If I allow a nurse case manager to participate in the care of a patient/claimant, I do so under very stringent guidelines which I make the nurse case manager agree to and sign before the nurse case manager can become involved in the case. If the nurse case manager will not adhere to these guidelines and sign, I will not allow him or her to participate in the case any further. For example, I do not allow the nurse case manager to be present in the examination room during the examination of the claimant. For one thing, this destroys the doctor/patient confidentiality. In addition, it is completely inappropriate.

If you decide allow the nurse case manager to participate in your case, you must always remember that the nurse case manager is a double agent. Anything that you relate to him or her is not confidential and you can assume that it will be conveyed to the adjuster. You should also remember that the nurse case manager’s ultimate allegiance is to the carrier since it is the carrier who pays the nurse case manager, not the claimant.
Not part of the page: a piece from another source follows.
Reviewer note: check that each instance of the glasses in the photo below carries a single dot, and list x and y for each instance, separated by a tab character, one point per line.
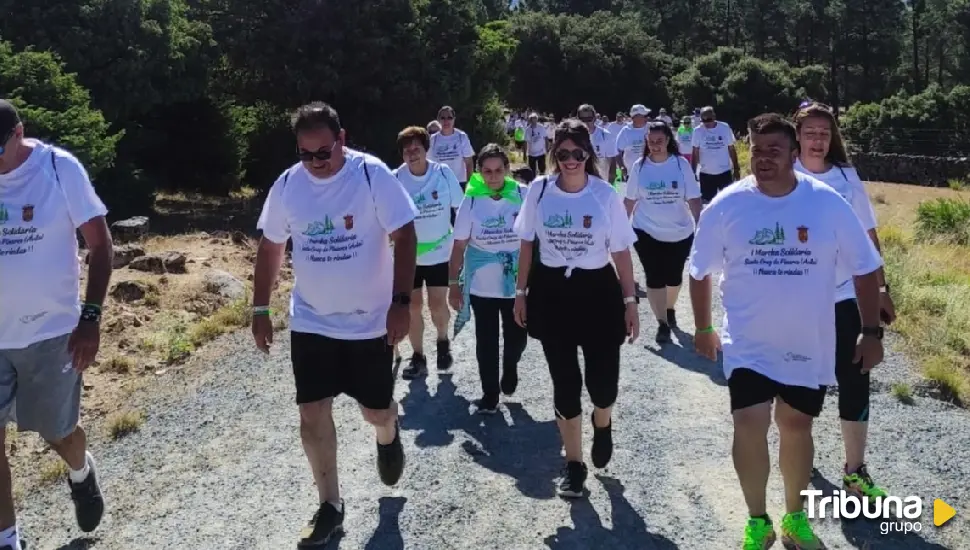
322	154
564	155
Should I sign the Voluntary Agreement?

In Connecticut, the Voluntary Agreement is a form by which the respondent/employer accepts the compensability of an injury. This means that the employer/respondent is agreeing that an injury took place at work which arose out of and in the course of your employment. It does not mean that the injured employee can treat wherever she wishes or that the respondent employer will pay for all of the benefits that you request.
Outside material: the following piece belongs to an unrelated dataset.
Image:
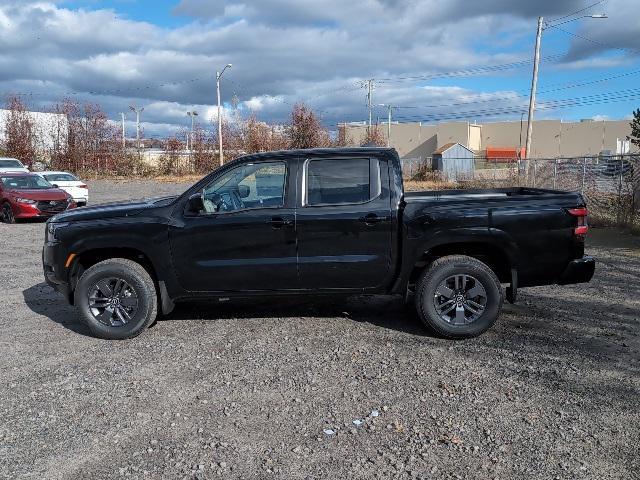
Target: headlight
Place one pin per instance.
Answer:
(52, 230)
In deciding whether to sign this agreement, the employee must carefully review all of the information contained within the agreement. Specifically, you must scrutinize the date of the injury, the injured body parts listed, the average weekly wage and the compensation rate that are set forth. It is common for the employer/respondent to accept only some of the injuries that are being alleged to have happened at work. For example, a worker may have slipped and fallen on a slippery floor sustaining injuries to both her back and neck. The employer may indicate on the voluntary agreement that it is accepting a strain of the lumbar and cervical spine, even though it has been established by an MRI that there are herniated discs at both levels. The employer may do so in an attempt to limit the exposure when a final rating has been provided. By not accepting the herniations, the employer can later make the argument that while it was responsible for a short-term (self-limited) strain of the neck and back, it is not responsible for any permanent injury. Simply stated, the employer is hedging its bets by stating that an injury occurred at work, although it is only accepting responsibility for a sprain, rather than for the more serious herniation. However, with the help of a strong medical report and a good lawyer, the injured employee should be able to prove that the employer is responsible for the herniations, not just the sprain/strain.

The employer may also not include concurrent employment in calculating the compensation rate, which is the amount the carrier will pay you, tax free, each week. Under Connecticut statutes if the injured employee is prevented from working at a second job, then any earnings from the second job must be calculated in her total average weekly wages.

While the voluntary agreement states that this is not a “final agreement”, once the voluntary agreement has been signed by both parties and approved by the commissioner, then the only way to correct a mistake is by filing a Motion to Open the agreement. This will require a hearing before a commissioner, and the burden will be on the moving party. This is not necessarily an easy prospect, and, for that reason, it is strongly recommended that the claimant reviews the proposed voluntary agreement with an attorney prior to signing it.

There are generally two types of voluntary agreements. The first is the one that has been described above and is sometimes called a “jurisdictional” voluntary agreement. The other voluntary agreement is one in which the parties have agreed to the permanency rating that has been issued by either the treating physician, or is a compromise between the treating physician’s rating and an IME rating (and possibly, the commissioner’s examination as well).